What’s Wrong With Dawkins’ Argument…
Posted on January 10, 2006
Filed Under Deep Thought, religion |
This post was one of those lost in the transition from Nucleus to WordPress and was ressurrected (funnily enough) in response to this post on Uncommon Sense. I could only reinstate the post and not the comments unfortunately, some of which were enlightening, others as full of vitriol and bile as anything a right-wing christian fundamentalist could produce but issuing from the keyboard of a supposed rationalist. The link for Richard’s site below is out of date, his P.R. department can now be found here.

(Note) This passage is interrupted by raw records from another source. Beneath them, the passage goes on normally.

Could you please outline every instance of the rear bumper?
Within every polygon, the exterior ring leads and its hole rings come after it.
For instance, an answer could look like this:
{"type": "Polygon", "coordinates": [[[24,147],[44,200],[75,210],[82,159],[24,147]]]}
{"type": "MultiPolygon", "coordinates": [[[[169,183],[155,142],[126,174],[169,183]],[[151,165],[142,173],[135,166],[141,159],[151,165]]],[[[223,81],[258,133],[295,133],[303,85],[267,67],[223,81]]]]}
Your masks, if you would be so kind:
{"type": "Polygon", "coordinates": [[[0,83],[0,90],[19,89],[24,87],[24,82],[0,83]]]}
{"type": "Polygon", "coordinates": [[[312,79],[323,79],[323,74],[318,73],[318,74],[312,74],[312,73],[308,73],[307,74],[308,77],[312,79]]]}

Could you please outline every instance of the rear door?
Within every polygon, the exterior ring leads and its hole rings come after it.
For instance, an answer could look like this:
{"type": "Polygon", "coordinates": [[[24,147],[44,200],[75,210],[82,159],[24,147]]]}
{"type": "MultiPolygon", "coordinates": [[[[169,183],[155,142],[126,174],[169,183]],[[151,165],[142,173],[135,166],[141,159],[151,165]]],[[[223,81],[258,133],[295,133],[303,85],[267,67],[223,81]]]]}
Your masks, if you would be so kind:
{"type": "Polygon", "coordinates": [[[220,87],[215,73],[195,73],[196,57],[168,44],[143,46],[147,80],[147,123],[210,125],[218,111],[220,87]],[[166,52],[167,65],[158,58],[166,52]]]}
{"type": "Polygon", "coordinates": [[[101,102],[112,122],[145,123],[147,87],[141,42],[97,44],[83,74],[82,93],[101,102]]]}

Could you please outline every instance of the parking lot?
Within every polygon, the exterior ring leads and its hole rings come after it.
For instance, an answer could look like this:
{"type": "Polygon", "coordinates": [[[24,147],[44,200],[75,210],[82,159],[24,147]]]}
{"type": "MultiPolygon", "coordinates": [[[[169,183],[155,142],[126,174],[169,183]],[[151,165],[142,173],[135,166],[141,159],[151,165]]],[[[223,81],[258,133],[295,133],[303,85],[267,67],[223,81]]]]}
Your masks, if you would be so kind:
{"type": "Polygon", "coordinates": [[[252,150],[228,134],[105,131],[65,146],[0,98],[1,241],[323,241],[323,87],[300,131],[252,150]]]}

I watched “The Root of All Evil.” this evening. In it Prof. Richard Dawkins purports to argue for the abandonment of faith, for the good of humanity. I admire his motives and his courage for wearing his heart on his sleeve in an ever more religious world, but…
First and foremost he fails to recognise the difference between faith and religion. Religion is the institution which is built upon faith and humanity’s need to believe. Faith is simply belief. Not in any particular deity, it is the pure act of belief without the need for evidence. To use the same “Celestial Teapot” analogy which Prof. Dawkins borrows from Bertrand Russell; if I want to believe that there is a teapot in orbit around the sun of my own volition, then thats alright. A little eccentric, admittedly, but at the heart of it, its alright. If, however, I only believe that there is a teapot because I have been brought up in an institution which indoctrinates that belief in me, that is not alright. My own belief in the teapot is faith, The institution which indoctrinates this belief in me to further its own ends and influence in the world is religion.
Religion is Prof. Dawkins’ target. Not faith. I am a man of faith, see here, all that matters to me is that I have my faith. It is mine alone, it was not handed down to me by any authority, it was not indoctrinated in me by an institution, it has none of the trappings of ritual and ceremony which signify religion. Faith should be tested and questioned at every opportunity. It should be flexible, mutable and open to change. What I believe changes in a small way every day. Religion is dogmatic, authoritarian and divisive. It does not serve the faith of those who follow it it merely serves its own selfish and often malign ends. Religion is monolithic in its resistance to change. Faith is a necessary part of being human, religion is not. By confusing faith and religion Prof. Dawkins is attacking something which is deeply ingrained into humanity. He is attacking one of the most important parts of what it means to be human.
Faith and religion are like a snail and its shell. The snail builds its shell to protect itself from predators and enemies. Faith used to need religion so that it could gather like-minded people together and protect itself from attack. A snail retreats into its shell when it percieves a threat. People of faith, when attacked will flock to the churches to gain the protection provided by numbers. People in large groups don’t feel half as threatened and afraid as individuals. A child seeing a snail for the first time only sees the shell and unless it investigates further will think that the shell is all there is. When brought up in a religious environment children are taught that the beliefs of that religion are fact, and any further investigation is discouraged. What you end up with in that case is people who go through the motions and follow the dogma but have no real faith.
Secondly he either ignores, or doesn’t realise, the fact that he is arguing from a position of faith, possibly even a religious position. His scientific method is his dogma, experiments are his rituals, and his “mountains of evidence” his holy books. His faith is not in the results of the application of the scientific method, but in the method itself. How does he know that his way of looking at the universe is the right one, or even the only one? He doesn’t. The evidence he cites only proves the theories not the validity of the method itself. Not that I’m saying that his belief isn’t justified, just that he fails to accept the fact that it is a belief at all.
Comments
2 Responses to “What’s Wrong With Dawkins’ Argument…”
Leave a Reply























Interesting distinction and you are right that Dawkins targets religion rather than faith by your definitions. However a lot of us do not have faith in any kind of higher power / supernatural force which is the kind of faith Dawkins refers to. He is not, therefore, really confused. He would not, I’m sure, deny that other kinds of common sense faith are necessary to live life but thats not what he’s talking about.
It doesn’t matter whether faith is based around a’higher power’ or supernatural entity, or the laws of physics. There is no such thing as ‘common sense faith’ as by its very nature faith requires the suspension of any kind of common sense.
Belief in something beyond what there is evidence for is a part of human nature and is present even in the highly rational world view of Prof. Dawkins.
If Prof. Dawkins wants to target religion then he should do so, If he wants to target faith then he needs to start with himself.